Of course performance isn't usually the main driver, so if you feel
empty? really is more expressive in your case, go for it. But the OP
seems to care about performance, and suggesting empty? is off the
mark.

On Nov 14, 11:42 am, David Sletten <da...@bosatsu.net> wrote:
> On Nov 14, 2010, at 2:16 PM, Eric Kobrin wrote:
>
> > In the API it is suggested to use `seq` to check if coll is empty.
>
> Your timing results raise some interesting questions, however, the API 
> doesn't suggest using 'seq' to check if a collection is empty. That's what 
> 'empty?' is for. The documentation note suggests (for style purposes 
> apparently) that you use 'seq' to test that the collection is not empty. So 
> to be precise you are testing two different things below. For instance, 
> (identical? coll []) is true when coll is an empty vector. (seq coll) is true 
> when coll is not empty. The correct equivalent would be to test (empty? coll).
>
> Of course, this doesn't change the results. I get similar timings with empty?:
> user=> (let [iterations 100000000] (time (dotimes [_ iterations]

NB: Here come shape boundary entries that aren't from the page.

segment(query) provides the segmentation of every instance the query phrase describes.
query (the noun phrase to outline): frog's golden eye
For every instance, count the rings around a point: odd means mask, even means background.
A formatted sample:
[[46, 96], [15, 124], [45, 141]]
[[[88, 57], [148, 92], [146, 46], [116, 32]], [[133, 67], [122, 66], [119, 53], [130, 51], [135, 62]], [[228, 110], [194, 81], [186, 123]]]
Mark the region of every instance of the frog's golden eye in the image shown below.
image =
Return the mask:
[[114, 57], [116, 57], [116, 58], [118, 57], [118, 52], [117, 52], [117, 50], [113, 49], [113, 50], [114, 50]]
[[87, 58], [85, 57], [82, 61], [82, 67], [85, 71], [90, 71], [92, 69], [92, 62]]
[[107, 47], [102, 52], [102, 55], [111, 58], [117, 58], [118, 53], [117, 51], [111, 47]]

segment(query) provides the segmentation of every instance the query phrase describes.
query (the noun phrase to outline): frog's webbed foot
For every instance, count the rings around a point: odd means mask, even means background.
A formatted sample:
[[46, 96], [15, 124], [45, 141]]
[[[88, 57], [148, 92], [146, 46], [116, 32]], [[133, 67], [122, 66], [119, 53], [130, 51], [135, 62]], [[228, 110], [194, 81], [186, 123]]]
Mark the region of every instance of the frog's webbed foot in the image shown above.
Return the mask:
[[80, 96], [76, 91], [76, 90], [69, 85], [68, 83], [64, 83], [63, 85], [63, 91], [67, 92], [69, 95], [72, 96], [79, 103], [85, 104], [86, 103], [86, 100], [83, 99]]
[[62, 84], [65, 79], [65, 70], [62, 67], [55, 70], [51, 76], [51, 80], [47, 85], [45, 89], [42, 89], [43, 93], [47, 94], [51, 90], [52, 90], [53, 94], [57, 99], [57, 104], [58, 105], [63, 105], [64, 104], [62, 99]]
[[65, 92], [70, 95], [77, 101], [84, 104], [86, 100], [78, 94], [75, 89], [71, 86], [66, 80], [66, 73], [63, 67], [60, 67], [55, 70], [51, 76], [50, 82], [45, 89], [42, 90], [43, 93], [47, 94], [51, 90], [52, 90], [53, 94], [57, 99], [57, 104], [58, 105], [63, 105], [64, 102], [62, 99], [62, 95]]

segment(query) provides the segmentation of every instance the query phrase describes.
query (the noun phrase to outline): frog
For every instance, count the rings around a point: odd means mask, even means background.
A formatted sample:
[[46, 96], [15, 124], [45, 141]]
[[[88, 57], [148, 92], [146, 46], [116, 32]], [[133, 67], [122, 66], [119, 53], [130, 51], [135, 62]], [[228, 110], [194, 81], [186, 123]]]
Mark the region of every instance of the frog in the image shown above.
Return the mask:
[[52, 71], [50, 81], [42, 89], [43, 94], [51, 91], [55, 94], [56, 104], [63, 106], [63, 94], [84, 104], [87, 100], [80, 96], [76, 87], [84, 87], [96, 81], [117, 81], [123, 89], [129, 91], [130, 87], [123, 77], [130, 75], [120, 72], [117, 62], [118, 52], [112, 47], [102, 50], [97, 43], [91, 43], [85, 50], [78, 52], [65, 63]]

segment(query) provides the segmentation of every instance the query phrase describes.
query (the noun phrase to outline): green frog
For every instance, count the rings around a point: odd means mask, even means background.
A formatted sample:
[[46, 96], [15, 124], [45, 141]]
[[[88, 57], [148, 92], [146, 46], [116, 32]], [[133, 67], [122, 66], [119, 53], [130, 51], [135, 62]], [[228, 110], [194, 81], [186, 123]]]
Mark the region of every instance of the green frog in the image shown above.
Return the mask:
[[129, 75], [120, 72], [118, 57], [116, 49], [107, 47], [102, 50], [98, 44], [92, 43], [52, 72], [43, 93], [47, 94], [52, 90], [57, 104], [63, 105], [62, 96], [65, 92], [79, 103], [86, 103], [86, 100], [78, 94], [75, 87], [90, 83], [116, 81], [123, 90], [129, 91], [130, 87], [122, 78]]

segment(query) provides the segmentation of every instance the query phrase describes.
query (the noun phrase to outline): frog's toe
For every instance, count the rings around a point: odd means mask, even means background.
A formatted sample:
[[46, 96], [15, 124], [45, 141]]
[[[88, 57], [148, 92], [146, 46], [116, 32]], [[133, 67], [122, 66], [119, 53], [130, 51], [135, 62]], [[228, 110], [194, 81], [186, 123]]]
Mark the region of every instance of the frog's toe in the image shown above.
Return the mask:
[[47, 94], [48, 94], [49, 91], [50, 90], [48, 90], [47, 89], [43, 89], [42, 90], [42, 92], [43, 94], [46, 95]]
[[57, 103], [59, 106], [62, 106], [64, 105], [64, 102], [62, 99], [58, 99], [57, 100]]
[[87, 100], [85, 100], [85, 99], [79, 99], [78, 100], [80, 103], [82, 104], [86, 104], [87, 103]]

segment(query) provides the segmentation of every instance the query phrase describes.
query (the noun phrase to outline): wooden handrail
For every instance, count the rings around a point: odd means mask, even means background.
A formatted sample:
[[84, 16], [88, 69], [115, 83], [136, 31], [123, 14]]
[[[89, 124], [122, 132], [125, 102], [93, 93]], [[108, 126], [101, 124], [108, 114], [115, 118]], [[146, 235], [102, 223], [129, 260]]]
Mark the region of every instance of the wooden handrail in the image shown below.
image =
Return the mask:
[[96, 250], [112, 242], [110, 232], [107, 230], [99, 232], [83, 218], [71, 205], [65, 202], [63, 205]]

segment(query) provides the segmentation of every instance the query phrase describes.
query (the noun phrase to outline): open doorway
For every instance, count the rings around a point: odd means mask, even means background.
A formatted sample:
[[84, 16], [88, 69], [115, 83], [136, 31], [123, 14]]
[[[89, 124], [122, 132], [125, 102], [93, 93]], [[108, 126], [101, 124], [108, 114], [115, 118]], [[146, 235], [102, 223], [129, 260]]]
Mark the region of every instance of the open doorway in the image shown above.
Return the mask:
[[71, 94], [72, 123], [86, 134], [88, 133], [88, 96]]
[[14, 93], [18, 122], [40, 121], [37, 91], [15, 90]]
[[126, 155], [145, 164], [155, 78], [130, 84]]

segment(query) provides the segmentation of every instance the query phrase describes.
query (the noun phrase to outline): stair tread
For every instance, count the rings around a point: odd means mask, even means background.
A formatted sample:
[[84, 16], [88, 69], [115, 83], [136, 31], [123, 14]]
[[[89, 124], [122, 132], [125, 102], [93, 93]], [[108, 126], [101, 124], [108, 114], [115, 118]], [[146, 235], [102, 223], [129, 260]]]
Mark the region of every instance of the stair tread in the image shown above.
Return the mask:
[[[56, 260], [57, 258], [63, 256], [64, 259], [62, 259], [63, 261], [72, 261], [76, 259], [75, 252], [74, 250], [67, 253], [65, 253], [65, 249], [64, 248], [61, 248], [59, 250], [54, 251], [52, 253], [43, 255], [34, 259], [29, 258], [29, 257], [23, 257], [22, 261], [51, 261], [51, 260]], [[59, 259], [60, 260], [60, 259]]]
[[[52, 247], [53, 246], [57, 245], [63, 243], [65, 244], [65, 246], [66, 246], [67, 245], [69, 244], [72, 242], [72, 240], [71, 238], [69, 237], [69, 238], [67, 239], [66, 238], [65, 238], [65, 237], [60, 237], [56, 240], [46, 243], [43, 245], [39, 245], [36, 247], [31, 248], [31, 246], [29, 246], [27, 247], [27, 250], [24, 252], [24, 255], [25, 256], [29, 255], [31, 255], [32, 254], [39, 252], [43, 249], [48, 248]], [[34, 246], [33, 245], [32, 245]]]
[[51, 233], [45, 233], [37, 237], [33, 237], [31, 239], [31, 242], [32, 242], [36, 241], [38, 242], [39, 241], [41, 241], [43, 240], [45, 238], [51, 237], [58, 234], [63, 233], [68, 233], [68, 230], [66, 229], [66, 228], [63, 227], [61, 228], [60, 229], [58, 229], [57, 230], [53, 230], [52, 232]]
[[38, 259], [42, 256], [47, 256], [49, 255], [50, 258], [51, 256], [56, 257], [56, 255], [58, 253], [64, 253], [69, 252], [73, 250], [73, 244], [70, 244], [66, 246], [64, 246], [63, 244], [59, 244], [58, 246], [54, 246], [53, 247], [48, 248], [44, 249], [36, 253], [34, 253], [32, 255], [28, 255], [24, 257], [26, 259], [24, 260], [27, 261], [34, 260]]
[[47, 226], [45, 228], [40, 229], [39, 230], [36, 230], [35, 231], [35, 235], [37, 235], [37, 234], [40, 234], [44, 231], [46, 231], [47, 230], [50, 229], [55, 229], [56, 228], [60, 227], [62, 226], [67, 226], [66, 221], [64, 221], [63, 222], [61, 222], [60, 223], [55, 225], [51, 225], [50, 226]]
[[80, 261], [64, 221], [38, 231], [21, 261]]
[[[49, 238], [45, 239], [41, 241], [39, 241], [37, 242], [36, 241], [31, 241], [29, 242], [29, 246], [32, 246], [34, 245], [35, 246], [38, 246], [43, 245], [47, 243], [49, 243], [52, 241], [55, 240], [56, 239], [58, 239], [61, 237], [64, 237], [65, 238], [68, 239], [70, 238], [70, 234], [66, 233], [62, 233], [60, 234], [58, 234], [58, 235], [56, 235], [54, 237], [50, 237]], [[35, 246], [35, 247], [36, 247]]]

>                                     (identical? [] []))) (time (dotimes [_ 
> iterations] (empty? []))))
> "Elapsed time: 2.294 msecs"
> "Elapsed time: 2191.256 msecs"
> nil
> user=> (let [iterations 100000000] (time (dotimes [_ iterations]              
>                                                                               
>                                                                               
>                                     
>                                            (identical? "" ""))) (time 
> (dotimes [_ iterations] (empty? ""))))
> "Elapsed time: 2.657 msecs"
> "Elapsed time: 4654.622 msecs"
> nil
> user=> (let [iterations 100000000] (time (dotimes [_ iterations]              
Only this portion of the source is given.